In short, will you be adults, reflecting before reacting, negotiating instead of just negating, and offering vision for the future?
Dear President Trump,
I pray for you: for purity of heart, divine love, and the wisdom and strength to carry out the impossible duties of your office.
Three things I long for as you lead:
- Clear policy communication without personal insults.
- A balanced budget for our children’s future.
- More convening with people that do not agree with you so we might discover a principled middle ground.
I agree on some policies and disagree on others. Your desire to help our
nation will be enhanced with humility. I do not mean apologizing for
particular principles, but opening pathways of peacemaking.
OK, three more things:
- Call a racial reconciliation summit and listen deeply to the cries of the historically underserved.
- Call an immigration summit and forge a hospitable, secure and compassionate policy.
- Meet with leaders of all faiths and none and reaffirm the brilliance of freedom of conscience and true toleration.<
was no fan of the prior administration, but I prayed for and still pray
for those that were part of those years. While applauding some of your
initiatives, I long for you to choose statesmanship.
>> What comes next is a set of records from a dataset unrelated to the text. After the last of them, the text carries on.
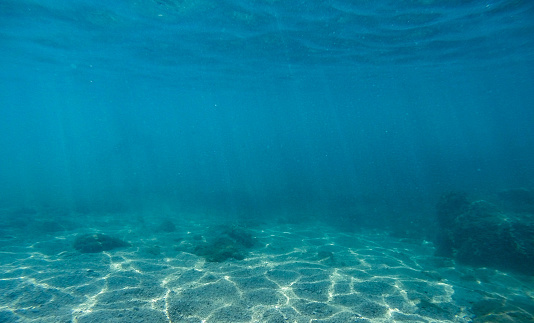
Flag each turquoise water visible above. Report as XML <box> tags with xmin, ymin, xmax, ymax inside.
<box><xmin>0</xmin><ymin>0</ymin><xmax>534</xmax><ymax>322</ymax></box>
<box><xmin>0</xmin><ymin>0</ymin><xmax>534</xmax><ymax>216</ymax></box>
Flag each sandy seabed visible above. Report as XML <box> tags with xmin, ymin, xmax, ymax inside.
<box><xmin>0</xmin><ymin>214</ymin><xmax>534</xmax><ymax>323</ymax></box>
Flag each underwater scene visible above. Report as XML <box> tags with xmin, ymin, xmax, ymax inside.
<box><xmin>0</xmin><ymin>0</ymin><xmax>534</xmax><ymax>323</ymax></box>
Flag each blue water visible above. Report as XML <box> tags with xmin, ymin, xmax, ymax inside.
<box><xmin>0</xmin><ymin>0</ymin><xmax>534</xmax><ymax>323</ymax></box>
<box><xmin>0</xmin><ymin>0</ymin><xmax>534</xmax><ymax>220</ymax></box>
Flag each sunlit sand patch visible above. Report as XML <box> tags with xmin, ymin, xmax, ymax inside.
<box><xmin>0</xmin><ymin>211</ymin><xmax>534</xmax><ymax>323</ymax></box>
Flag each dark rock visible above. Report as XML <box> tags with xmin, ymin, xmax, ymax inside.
<box><xmin>191</xmin><ymin>226</ymin><xmax>256</xmax><ymax>262</ymax></box>
<box><xmin>73</xmin><ymin>233</ymin><xmax>130</xmax><ymax>253</ymax></box>
<box><xmin>437</xmin><ymin>196</ymin><xmax>534</xmax><ymax>275</ymax></box>
<box><xmin>156</xmin><ymin>219</ymin><xmax>176</xmax><ymax>232</ymax></box>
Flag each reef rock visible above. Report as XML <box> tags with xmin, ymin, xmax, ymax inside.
<box><xmin>437</xmin><ymin>193</ymin><xmax>534</xmax><ymax>275</ymax></box>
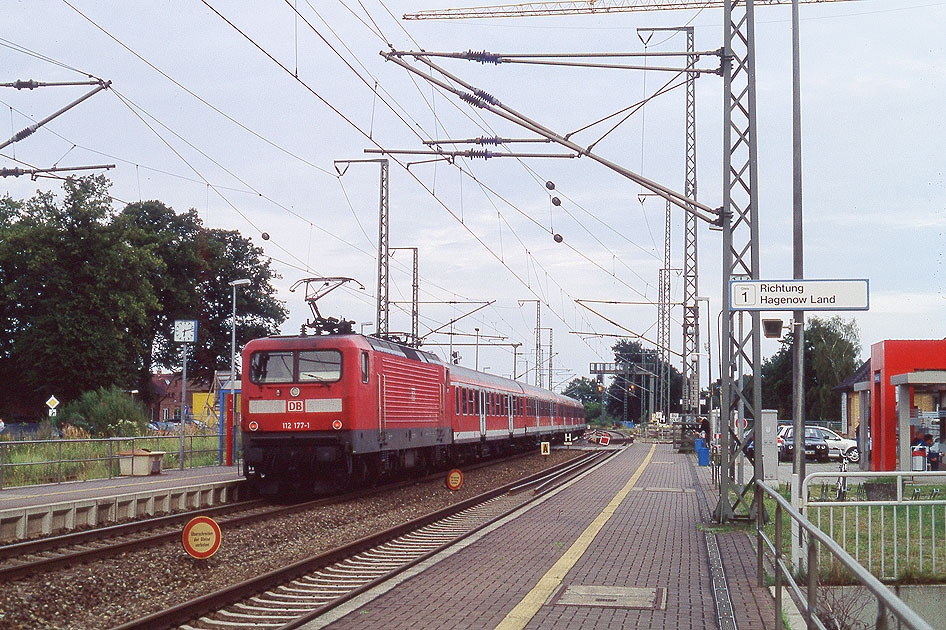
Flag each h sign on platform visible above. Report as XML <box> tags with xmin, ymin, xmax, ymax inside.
<box><xmin>729</xmin><ymin>280</ymin><xmax>870</xmax><ymax>311</ymax></box>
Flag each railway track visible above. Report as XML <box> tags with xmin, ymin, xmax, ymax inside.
<box><xmin>0</xmin><ymin>455</ymin><xmax>560</xmax><ymax>582</ymax></box>
<box><xmin>114</xmin><ymin>450</ymin><xmax>617</xmax><ymax>630</ymax></box>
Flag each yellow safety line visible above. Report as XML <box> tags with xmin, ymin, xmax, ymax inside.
<box><xmin>496</xmin><ymin>444</ymin><xmax>657</xmax><ymax>630</ymax></box>
<box><xmin>0</xmin><ymin>473</ymin><xmax>243</xmax><ymax>503</ymax></box>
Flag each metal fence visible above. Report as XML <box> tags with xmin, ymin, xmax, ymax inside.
<box><xmin>801</xmin><ymin>471</ymin><xmax>946</xmax><ymax>580</ymax></box>
<box><xmin>755</xmin><ymin>481</ymin><xmax>932</xmax><ymax>630</ymax></box>
<box><xmin>0</xmin><ymin>433</ymin><xmax>223</xmax><ymax>489</ymax></box>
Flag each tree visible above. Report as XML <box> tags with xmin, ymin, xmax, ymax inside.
<box><xmin>607</xmin><ymin>339</ymin><xmax>683</xmax><ymax>422</ymax></box>
<box><xmin>0</xmin><ymin>176</ymin><xmax>286</xmax><ymax>417</ymax></box>
<box><xmin>762</xmin><ymin>316</ymin><xmax>861</xmax><ymax>421</ymax></box>
<box><xmin>57</xmin><ymin>387</ymin><xmax>148</xmax><ymax>437</ymax></box>
<box><xmin>119</xmin><ymin>201</ymin><xmax>287</xmax><ymax>398</ymax></box>
<box><xmin>562</xmin><ymin>376</ymin><xmax>602</xmax><ymax>420</ymax></box>
<box><xmin>0</xmin><ymin>176</ymin><xmax>160</xmax><ymax>414</ymax></box>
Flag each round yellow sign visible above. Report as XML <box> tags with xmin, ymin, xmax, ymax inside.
<box><xmin>447</xmin><ymin>468</ymin><xmax>463</xmax><ymax>490</ymax></box>
<box><xmin>181</xmin><ymin>516</ymin><xmax>223</xmax><ymax>560</ymax></box>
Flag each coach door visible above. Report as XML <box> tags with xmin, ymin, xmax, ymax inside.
<box><xmin>474</xmin><ymin>389</ymin><xmax>486</xmax><ymax>438</ymax></box>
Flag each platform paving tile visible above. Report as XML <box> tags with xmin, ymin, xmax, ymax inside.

You will never win
over inveterate enemies, but you may get more done in service of all.
Our political impasses are solvable…except the
lust for power blurs vision for the common good. We can balance a
budget, secure our borders, offer equity and opportunity, provide for
our defense and rebuild infrastructure with skilled people ready to
help. But too many leaders would rather agitate than build. It is easier
to promise the unachievable than call for integrity.
I have three questions as you propose legislation:
First, who benefits? Are we aiming for the common good or lining the pockets of a few?
Second, what are the principles behind the laws? The ideas and virtues underneath do matter.
Third, how will we pay for this? Are we moving toward fiscal stability or deficit-spending our way to power?
Stewarding the public trust requires courage, moral clarity and wisdom.